Marianna Nuti del Dipartimento di Medicina sperimentale della Sapienza, insieme con Paolo Marchetti e Guido Valesini, rispettivamente dell’Unità di Oncologia B e del Centro di Reumatologia del Policlinico Umberto I, hanno recentemente pubblicato un lavoro sulla rivista EBioMedicine, del gruppo The Lancet, in cui indagano, in pazienti con tumore polmonare in trattamento con immunoterapici, il ruolo di un autoanticorpo nel predire la progressione precoce di malattia. I ricercatori hanno visto che la presenza dell’autoanticorpo, chiamato IgM-FR (fattore reumatoide di classe IgM), è associata, nei pazienti con carcinoma polmonare, alla riduzione di una popolazione specifica di cellule immunitarie, i linfociti T antitumorali CD137 +. Questa popolazione linfocitaria è peraltro uno dei bersagli terapeutici della terapia con immunoterapici, per cui la sua riduzione potrebbe tradursi in una perdita di efficacia del trattamento e in una tendenza a sviluppare progressioni precoci di malattia entro 3 mesi dall’inizio dello stesso.
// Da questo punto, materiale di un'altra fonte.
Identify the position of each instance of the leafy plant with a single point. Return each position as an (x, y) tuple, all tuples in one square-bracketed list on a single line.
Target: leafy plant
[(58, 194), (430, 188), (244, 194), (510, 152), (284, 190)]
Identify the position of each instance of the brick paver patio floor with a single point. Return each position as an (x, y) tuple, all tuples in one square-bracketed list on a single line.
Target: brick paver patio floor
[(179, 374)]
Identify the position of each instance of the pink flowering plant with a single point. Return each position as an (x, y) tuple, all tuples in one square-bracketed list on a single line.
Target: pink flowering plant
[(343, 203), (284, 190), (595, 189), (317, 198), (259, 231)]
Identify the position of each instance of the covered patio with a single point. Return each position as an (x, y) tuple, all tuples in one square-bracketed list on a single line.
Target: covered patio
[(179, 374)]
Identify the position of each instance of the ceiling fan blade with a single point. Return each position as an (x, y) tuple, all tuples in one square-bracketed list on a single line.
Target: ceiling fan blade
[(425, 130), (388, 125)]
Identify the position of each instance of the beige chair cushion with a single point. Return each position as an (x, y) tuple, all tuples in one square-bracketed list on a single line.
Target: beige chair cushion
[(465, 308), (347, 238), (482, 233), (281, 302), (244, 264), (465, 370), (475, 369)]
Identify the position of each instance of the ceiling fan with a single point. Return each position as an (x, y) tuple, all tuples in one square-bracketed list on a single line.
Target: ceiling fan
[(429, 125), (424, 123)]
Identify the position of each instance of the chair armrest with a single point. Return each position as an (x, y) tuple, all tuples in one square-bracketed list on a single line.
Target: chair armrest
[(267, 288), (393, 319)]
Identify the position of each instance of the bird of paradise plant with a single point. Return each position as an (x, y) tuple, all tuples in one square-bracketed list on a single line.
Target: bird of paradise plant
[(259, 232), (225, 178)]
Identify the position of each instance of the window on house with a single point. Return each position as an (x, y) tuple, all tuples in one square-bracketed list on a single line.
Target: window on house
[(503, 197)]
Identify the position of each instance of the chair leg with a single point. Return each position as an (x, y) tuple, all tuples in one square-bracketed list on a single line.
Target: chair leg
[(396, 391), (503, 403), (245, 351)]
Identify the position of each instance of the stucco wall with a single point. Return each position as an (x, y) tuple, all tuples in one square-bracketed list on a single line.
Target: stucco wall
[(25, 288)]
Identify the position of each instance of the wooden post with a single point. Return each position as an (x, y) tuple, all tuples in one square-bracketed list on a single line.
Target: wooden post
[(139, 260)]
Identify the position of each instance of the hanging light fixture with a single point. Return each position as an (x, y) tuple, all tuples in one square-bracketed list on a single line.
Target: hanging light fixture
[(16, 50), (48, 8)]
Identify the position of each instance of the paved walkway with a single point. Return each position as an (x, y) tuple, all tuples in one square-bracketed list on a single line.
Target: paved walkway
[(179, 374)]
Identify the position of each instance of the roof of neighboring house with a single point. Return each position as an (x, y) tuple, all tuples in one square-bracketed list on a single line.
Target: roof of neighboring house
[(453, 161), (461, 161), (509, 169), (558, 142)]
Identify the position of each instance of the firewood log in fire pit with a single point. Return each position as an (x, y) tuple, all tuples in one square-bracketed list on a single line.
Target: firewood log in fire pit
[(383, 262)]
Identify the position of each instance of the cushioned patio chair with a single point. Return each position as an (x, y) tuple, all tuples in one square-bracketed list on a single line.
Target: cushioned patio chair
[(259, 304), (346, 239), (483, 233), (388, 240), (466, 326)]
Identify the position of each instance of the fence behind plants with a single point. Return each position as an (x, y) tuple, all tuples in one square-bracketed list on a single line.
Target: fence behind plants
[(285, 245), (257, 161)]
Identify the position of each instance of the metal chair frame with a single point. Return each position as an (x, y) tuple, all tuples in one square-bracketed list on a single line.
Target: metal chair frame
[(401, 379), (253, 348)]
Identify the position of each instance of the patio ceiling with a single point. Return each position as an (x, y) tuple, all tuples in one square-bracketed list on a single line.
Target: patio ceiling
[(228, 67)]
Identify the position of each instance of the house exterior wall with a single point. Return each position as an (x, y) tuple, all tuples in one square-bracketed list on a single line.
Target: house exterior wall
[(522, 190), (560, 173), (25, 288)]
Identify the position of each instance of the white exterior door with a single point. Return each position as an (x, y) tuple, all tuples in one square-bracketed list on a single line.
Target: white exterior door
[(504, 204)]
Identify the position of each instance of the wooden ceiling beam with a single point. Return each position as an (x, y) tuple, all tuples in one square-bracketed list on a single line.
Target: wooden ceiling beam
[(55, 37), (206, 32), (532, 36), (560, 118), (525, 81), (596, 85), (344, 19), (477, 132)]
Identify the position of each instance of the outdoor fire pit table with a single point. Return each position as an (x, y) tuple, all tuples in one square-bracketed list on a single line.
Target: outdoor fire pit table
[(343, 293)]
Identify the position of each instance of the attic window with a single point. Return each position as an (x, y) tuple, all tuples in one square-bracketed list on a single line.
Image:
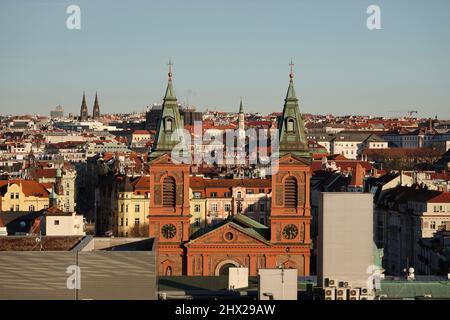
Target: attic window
[(169, 124), (290, 125)]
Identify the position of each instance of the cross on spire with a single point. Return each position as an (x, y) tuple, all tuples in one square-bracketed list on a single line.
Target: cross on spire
[(291, 74), (170, 64)]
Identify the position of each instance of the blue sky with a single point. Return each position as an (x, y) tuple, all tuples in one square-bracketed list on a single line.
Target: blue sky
[(226, 49)]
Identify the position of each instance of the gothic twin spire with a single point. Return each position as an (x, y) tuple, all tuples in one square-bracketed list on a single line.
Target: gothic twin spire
[(292, 137), (84, 109)]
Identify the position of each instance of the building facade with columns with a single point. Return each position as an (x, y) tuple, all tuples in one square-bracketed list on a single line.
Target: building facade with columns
[(238, 240)]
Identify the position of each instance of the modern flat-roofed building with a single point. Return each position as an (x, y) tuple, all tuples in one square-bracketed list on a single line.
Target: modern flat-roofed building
[(77, 268), (345, 241)]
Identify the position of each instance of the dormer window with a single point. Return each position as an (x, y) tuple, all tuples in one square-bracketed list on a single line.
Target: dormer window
[(290, 125), (168, 124)]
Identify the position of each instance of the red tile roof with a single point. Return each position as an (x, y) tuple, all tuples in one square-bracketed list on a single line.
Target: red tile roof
[(141, 132), (29, 187), (444, 197)]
“I trattamenti con gli Immune Checkpoint Inhibitors, come l’immunoterapico anti-PD-1 hanno fortemente migliorato le opzioni terapeutiche e l’outcome per i pazienti oncologici affetti da Non-Small Cells Lung Cancer (NSCLC) – spiega Marianna Nuti, coordinatrice dello studio. “Tuttavia, molti di questi mostrano resistenza alla terapia, la quale risulta meno efficace: il nostro lavoro ci permette di correlare una parte della resistenza con la presenza dell’autoanticorpo IgM-FR che sembrerebbe legarsi a due classi di linfociti T, naïve e central memory, riducendone la capacità di dirigersi verso i linfonodi deputati a drenare il tumore e di attivarsi contro le cellule cancerose”.
I risultati ottenuti con questo studio permettono quindi di compiere un altro passo nella direzione della medicina personalizzata in cui è il paziente con il suo sistema immunitario a guidare la scelta del miglior approccio terapeutico, più che il tumore e lo stadio di malattia.